The question is tagged C, not C++, so technically you should be using gcc and not g++ to compile. You should also use either a VLA (as the original code attempted to do) or malloc() or a range check and a static array rather than using new.
Thank you, so you must cast the array to a void type? I am still confused in C what the * does exactly. So you're casting the array to a void type, and the * has something to do with declaring it as a pointer, can you elaborate on that please? Thank you!
and is it best practice to cast things to a void type and then cast them back when passing args?
@justinhenricks , it is required when a function used as callback function of thread, you may consider nums as a pointer of int. it think you should read the meaning and usage of * in book
This is a solution to a particular problem and doesn't answer the question posed. Maybe this helped OP but I don't think this is useful to anyone else in the community. IMHO this answer should be removed or modified.
1

Change the following

void *calcAvg(int *nums[]){
    int sum;
    for(int i = 0; i < size; i++){
        sum += nums[i];
    }
    average = sum / (size);
    pthread_exit(0);
}

to

void *calcAvg(void *arg){
    int *val_p = (int *) arg;
    int sum;
    for(int i = 0; i < size; i++){
        sum += val_p[i];
    }
    average = sum / (size);
    pthread_exit(0);
}

Comments

1

The main issue that 'pthread_create()' takes a void pointer as its last argument. You are trying to pass to it an array of pointers to integers. Issue "man pthread_create" at the terminal to see the argument types you should be passing.

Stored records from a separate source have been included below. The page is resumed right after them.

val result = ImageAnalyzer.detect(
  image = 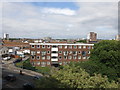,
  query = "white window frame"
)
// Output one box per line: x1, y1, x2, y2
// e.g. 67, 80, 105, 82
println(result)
83, 46, 86, 49
47, 56, 50, 60
59, 45, 62, 48
78, 45, 82, 49
31, 45, 35, 48
37, 45, 40, 48
47, 45, 50, 48
69, 45, 72, 49
36, 56, 40, 60
68, 56, 72, 60
42, 56, 45, 60
47, 51, 50, 54
78, 56, 81, 59
64, 45, 67, 49
42, 45, 45, 48
73, 45, 77, 49
37, 51, 40, 54
31, 56, 35, 60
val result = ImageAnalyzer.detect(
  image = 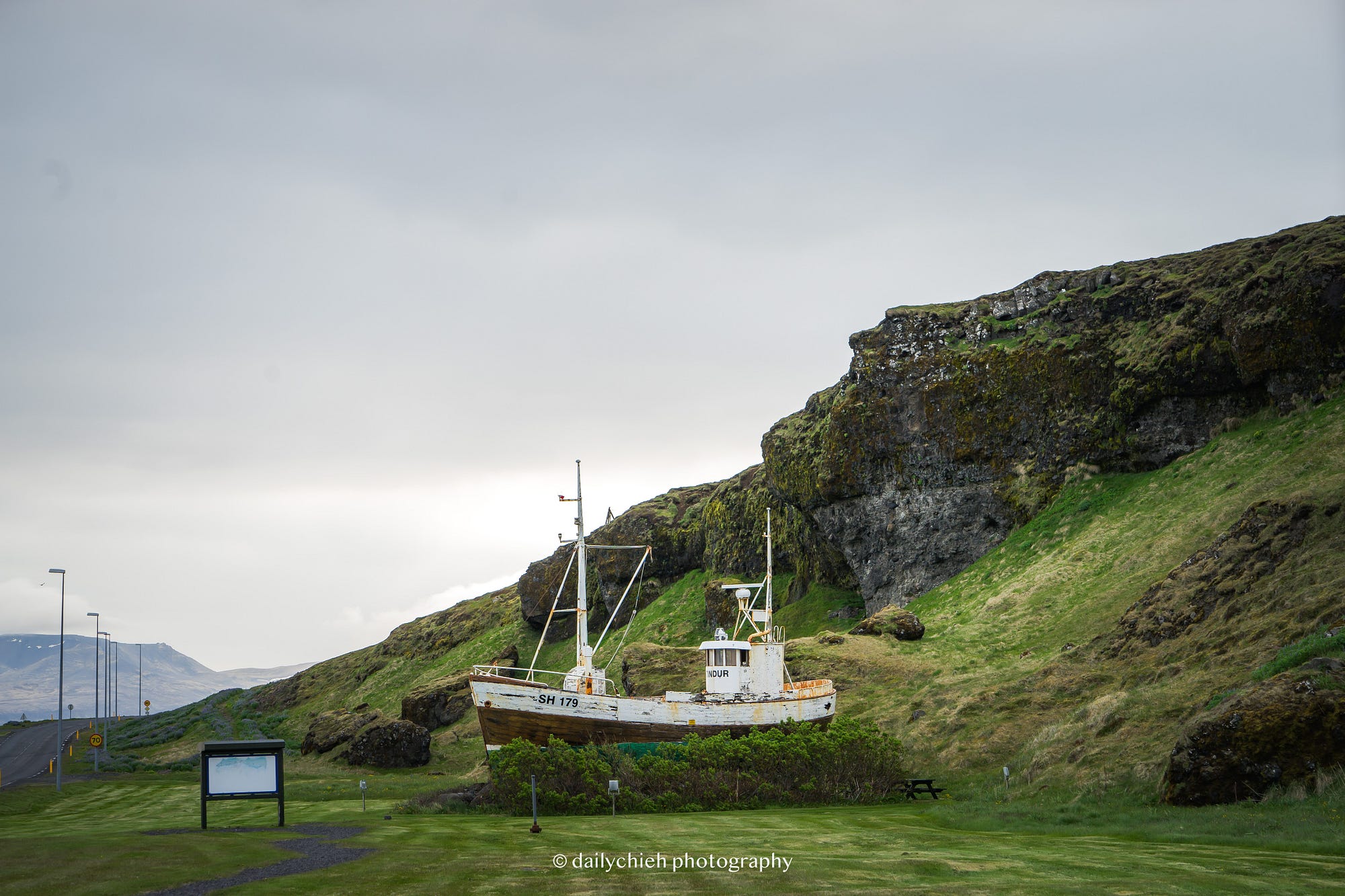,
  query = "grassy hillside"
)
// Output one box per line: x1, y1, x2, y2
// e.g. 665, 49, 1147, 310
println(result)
116, 394, 1345, 794
791, 395, 1345, 788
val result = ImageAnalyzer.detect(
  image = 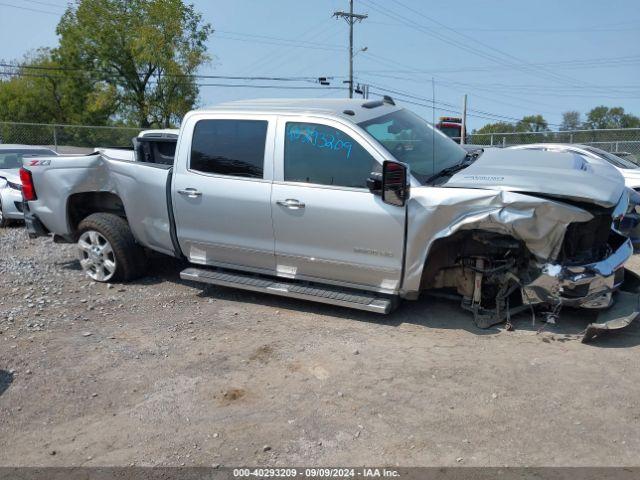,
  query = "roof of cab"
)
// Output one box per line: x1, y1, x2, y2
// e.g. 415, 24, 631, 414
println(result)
198, 97, 401, 123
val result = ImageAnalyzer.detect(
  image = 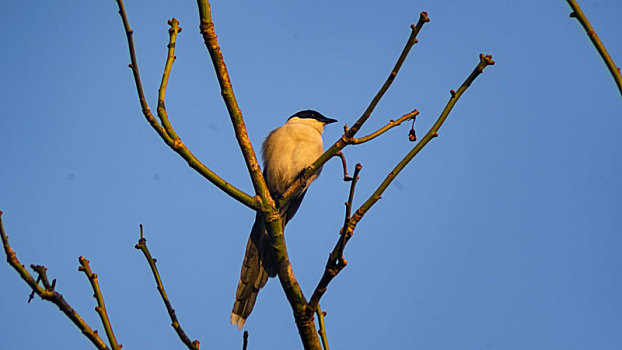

What you really want to do is just pass the of array integers to the thread. In C, array indexing is just notation for pointer arithmetic. Writing nums[i] is equivalint to &nums[0] + i or just nums+i. The last case works because the name of an array in C can be used as a pointer to the first element of the array.

change void *calcAvg(int *nums[]) to void *calcAvg(void* thread_args). Then in 'calcAvg' write int *nums = (int*)thread_args. Now you can use nums in that function just as if you had called calcAvg(nums), which in in essence you have done.

1 Comment

Given a prototype in scope, the compiler will automatically convert the int * to a void * in the call. In fact, that should not provoke a warning from the compiler. What should provoke a warning is passing void (*func)(int *) function pointer to a routine expecting a void (*func)(void *).